Any further hint is much appreciated.

pygmt.config(FONT_ANNOT_PRIMARY='14p,Helvetica,black', \
            COLOR_BACKGROUND='white', \
            COLOR_NAN='white', \
            MAP_TITLE_OFFSET='2p', FONT_TITLE='18p,Helvetica,black',
            FORMAT_FLOAT_OUT='%.1e', PS_CHAR_ENCODING='Standard+')

fig = pygmt.Figure()

region  = [-180, 180, -90, 90]
label_date = label_date.replace('_', '-')
title = f'"GOME-2A slant column H<math>_2</math>O {label_date}"'
fig.basemap(region=region, projection='Q20c', frame=['af60', f'wsne+t"{title}"'])
pygmt.makecpt(cmap='jet', series=[np.nanmin(data), np.nanmax(data)], background='o')
fig.grdimage(grid=ingrid, cmap=True)
fig.coast(shorelines='1p,black')
fig.colorbar(position="JBC+n+h+w12/0.4", frame=['xafg','y+l"mol/cm<math>^2</math>"'])

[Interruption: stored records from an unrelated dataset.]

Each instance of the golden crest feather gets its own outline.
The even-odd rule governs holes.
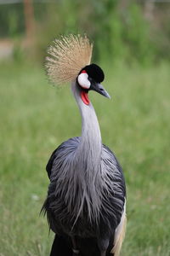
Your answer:
[[[61,84],[76,79],[79,72],[89,65],[93,44],[86,35],[61,36],[48,49],[45,67],[52,83]]]

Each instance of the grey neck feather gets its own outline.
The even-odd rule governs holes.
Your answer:
[[[82,137],[73,159],[75,170],[77,171],[75,173],[77,175],[76,181],[82,186],[82,204],[77,218],[82,213],[85,202],[89,218],[98,218],[102,197],[102,143],[99,125],[92,103],[84,104],[76,82],[72,83],[71,88],[82,115]]]

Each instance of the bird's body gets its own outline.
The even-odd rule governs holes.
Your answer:
[[[97,68],[88,67],[80,74],[89,76]],[[83,75],[78,79],[71,88],[82,115],[82,136],[64,142],[47,165],[50,184],[43,210],[56,234],[50,255],[116,256],[126,223],[124,177],[114,154],[102,144],[88,90],[79,84]],[[99,84],[94,90],[108,96]]]

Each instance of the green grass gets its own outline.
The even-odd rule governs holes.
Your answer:
[[[122,256],[170,255],[169,65],[105,67],[111,101],[90,93],[103,137],[128,187]],[[53,234],[39,212],[45,166],[64,140],[81,134],[68,87],[48,85],[42,68],[0,66],[0,256],[47,256]]]

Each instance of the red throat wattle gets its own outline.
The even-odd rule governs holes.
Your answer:
[[[82,102],[84,102],[84,104],[89,105],[90,101],[88,99],[88,92],[82,90],[80,94],[81,94],[81,98],[82,98]]]

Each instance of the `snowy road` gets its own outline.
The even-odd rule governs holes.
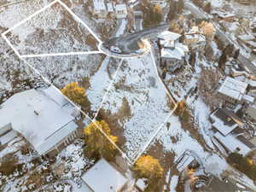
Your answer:
[[[102,44],[102,50],[108,51],[108,55],[112,53],[110,51],[111,46],[118,47],[121,49],[120,54],[113,53],[114,56],[127,57],[127,56],[139,56],[142,55],[140,48],[138,46],[138,42],[143,38],[150,38],[158,35],[160,32],[167,30],[169,24],[164,24],[154,28],[145,29],[132,34],[128,34],[126,36],[122,36],[119,38],[113,38],[105,41]]]

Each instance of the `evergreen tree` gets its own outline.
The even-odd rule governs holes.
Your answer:
[[[99,129],[101,129],[113,143],[117,143],[118,137],[111,135],[108,125],[104,120],[98,120],[95,123],[90,123],[84,129],[85,143],[87,144],[86,151],[90,155],[98,155],[111,160],[116,154],[116,148]]]
[[[176,15],[177,15],[177,3],[174,2],[173,0],[171,0],[169,5],[169,13],[167,15],[168,20],[174,20]]]
[[[203,8],[203,10],[208,14],[211,14],[211,11],[212,11],[212,5],[211,5],[211,3],[208,2],[205,4],[204,8]]]
[[[181,14],[184,8],[184,2],[183,0],[178,0],[177,2],[176,2],[176,3],[177,3],[177,13]]]

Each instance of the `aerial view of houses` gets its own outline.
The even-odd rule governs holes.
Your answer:
[[[0,1],[0,191],[256,191],[255,0]]]

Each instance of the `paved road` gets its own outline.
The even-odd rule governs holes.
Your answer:
[[[102,44],[101,49],[102,49],[104,52],[108,49],[108,54],[110,54],[110,47],[116,46],[122,50],[122,53],[114,55],[119,55],[120,57],[140,55],[142,55],[142,52],[139,51],[140,48],[137,43],[140,42],[143,38],[152,38],[153,36],[155,37],[160,32],[167,30],[169,24],[164,24],[154,28],[137,32],[132,34],[113,38],[105,41]]]

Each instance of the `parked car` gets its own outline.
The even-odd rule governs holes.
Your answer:
[[[122,53],[122,50],[119,48],[118,48],[117,46],[111,46],[110,50],[112,52],[118,53],[118,54]]]

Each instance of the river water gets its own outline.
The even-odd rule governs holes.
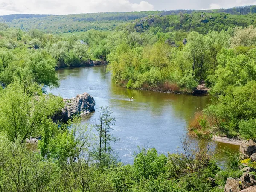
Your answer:
[[[160,153],[174,152],[181,145],[180,137],[187,136],[187,126],[197,110],[210,102],[208,96],[175,95],[126,89],[116,85],[106,66],[56,71],[60,86],[48,90],[64,98],[87,92],[95,100],[96,111],[82,117],[84,123],[94,123],[99,117],[96,108],[108,106],[113,111],[116,125],[113,134],[120,138],[113,146],[125,163],[132,163],[133,153],[138,146],[154,147]],[[130,102],[129,98],[134,97]],[[191,137],[191,140],[196,139]],[[226,147],[234,151],[239,147],[218,142],[214,143],[219,163],[226,157],[219,150]]]

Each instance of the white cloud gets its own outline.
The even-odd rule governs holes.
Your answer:
[[[236,0],[235,1],[223,1],[219,4],[211,3],[207,8],[201,9],[219,9],[221,8],[230,8],[234,7],[256,4],[256,1],[253,2],[251,0]]]
[[[128,0],[0,0],[0,15],[14,13],[68,14],[154,10],[146,1]]]
[[[205,9],[202,9],[202,10],[205,9],[219,9],[221,7],[218,4],[212,3],[210,5],[210,6],[209,8]]]

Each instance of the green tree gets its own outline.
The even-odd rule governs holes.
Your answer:
[[[110,133],[112,129],[111,125],[115,125],[116,119],[112,116],[112,111],[108,107],[101,106],[98,109],[99,116],[94,119],[99,122],[95,125],[95,128],[99,137],[99,154],[97,156],[100,164],[108,166],[111,161],[114,160],[112,157],[113,151],[111,143],[115,143],[118,139]]]
[[[26,87],[17,81],[1,91],[0,128],[14,141],[20,137],[23,141],[36,137],[41,129],[44,117],[52,117],[64,106],[62,99],[41,94],[41,88],[32,84]]]

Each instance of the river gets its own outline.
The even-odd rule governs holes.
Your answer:
[[[48,92],[70,98],[87,92],[95,100],[96,111],[83,116],[84,123],[94,123],[96,108],[109,106],[116,119],[112,133],[120,140],[113,146],[125,164],[131,163],[137,146],[154,147],[160,153],[174,152],[181,146],[180,137],[186,136],[187,126],[194,113],[210,102],[209,96],[175,95],[126,89],[115,84],[106,66],[64,69],[56,71],[60,86]],[[129,101],[133,97],[133,101]],[[191,139],[196,140],[192,137]],[[239,146],[215,143],[214,150],[223,163],[226,147],[234,151]]]

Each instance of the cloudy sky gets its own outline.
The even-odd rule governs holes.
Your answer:
[[[256,0],[0,0],[0,15],[216,9],[256,4]]]

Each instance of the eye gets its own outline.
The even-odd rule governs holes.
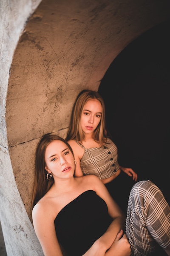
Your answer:
[[[56,157],[55,158],[53,158],[53,159],[51,159],[51,162],[56,161],[57,159],[57,158],[56,158]]]
[[[85,112],[84,114],[85,115],[89,115],[88,113],[87,113],[87,112]]]
[[[64,155],[67,155],[69,153],[69,151],[67,151],[66,152],[65,152]]]

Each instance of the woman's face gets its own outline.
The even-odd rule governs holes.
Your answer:
[[[74,158],[64,142],[54,140],[47,147],[45,153],[45,170],[55,177],[61,179],[73,176]]]
[[[101,119],[102,106],[98,100],[89,100],[85,104],[81,117],[82,129],[85,134],[93,133]]]

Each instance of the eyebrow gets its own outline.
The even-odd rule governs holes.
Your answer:
[[[89,112],[91,112],[90,110],[88,110],[88,109],[83,109],[83,111],[88,111]],[[102,114],[102,112],[97,112],[96,114]]]
[[[68,148],[67,147],[66,147],[66,148],[65,148],[65,149],[64,149],[62,151],[62,153],[64,151],[65,151],[66,150],[68,150]],[[50,159],[50,158],[51,158],[51,157],[53,157],[53,156],[56,156],[57,154],[54,154],[54,155],[53,155],[52,156],[50,156],[48,158],[48,159]]]

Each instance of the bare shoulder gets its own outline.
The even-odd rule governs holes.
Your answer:
[[[96,185],[100,185],[103,184],[102,181],[96,175],[89,174],[88,175],[85,175],[82,178],[83,179],[83,182],[86,183],[88,182],[89,184],[91,184],[94,186]]]
[[[49,209],[48,200],[45,200],[44,197],[42,197],[36,203],[34,207],[32,214],[33,217],[38,215],[43,215],[44,214],[46,215],[47,211]]]
[[[71,146],[72,149],[73,150],[74,156],[78,156],[79,159],[81,159],[83,155],[84,150],[80,147],[76,141],[74,140],[68,141],[68,143]]]

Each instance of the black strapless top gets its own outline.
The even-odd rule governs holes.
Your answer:
[[[88,190],[62,208],[54,224],[58,241],[69,256],[81,256],[112,221],[105,201]]]

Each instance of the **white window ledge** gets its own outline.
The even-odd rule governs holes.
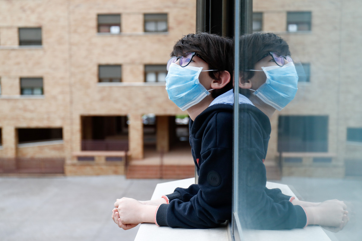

Hmm, it might be that the <math> LaTeX stuff breaks the logic? If you just want the ‘2’ in H20 to be subscript, you can use @- and avoid the <math>, see text — GMT 6.5.0 documentation.

WIth that, this seems to work for me on Linux using PyGMT v0.7.0 and GMT 6.4.0. Note that I removed the nested quotes:

import pygmt

pygmt.config(
    FONT_ANNOT_PRIMARY="14p,Helvetica,black",
    COLOR_BACKGROUND="white",
    COLOR_NAN="white",
    MAP_TITLE_OFFSET="2p",
    FONT_TITLE="18p,Helvetica,black",
    FORMAT_FLOAT_OUT="%.1e",
    PS_CHAR_ENCODING="Standard+",
)

fig = pygmt.Figure()

region = [-180, 180, -90, 90]
label_date = "2014-07-01"
title = f"GOME-2A slant column H@-2@-O {label_date}"
fig.basemap(region=region, projection="Q20c", frame=["af60", f"wsne+t{title}"])
fig.savefig("gome-2A_plot.png")
fig.show()

produces

1 Like

Indeed. The solution sometimes is right before you but you do not see it. Still obscure why on OSX it works … but, so far so good. Thanks for checking this out!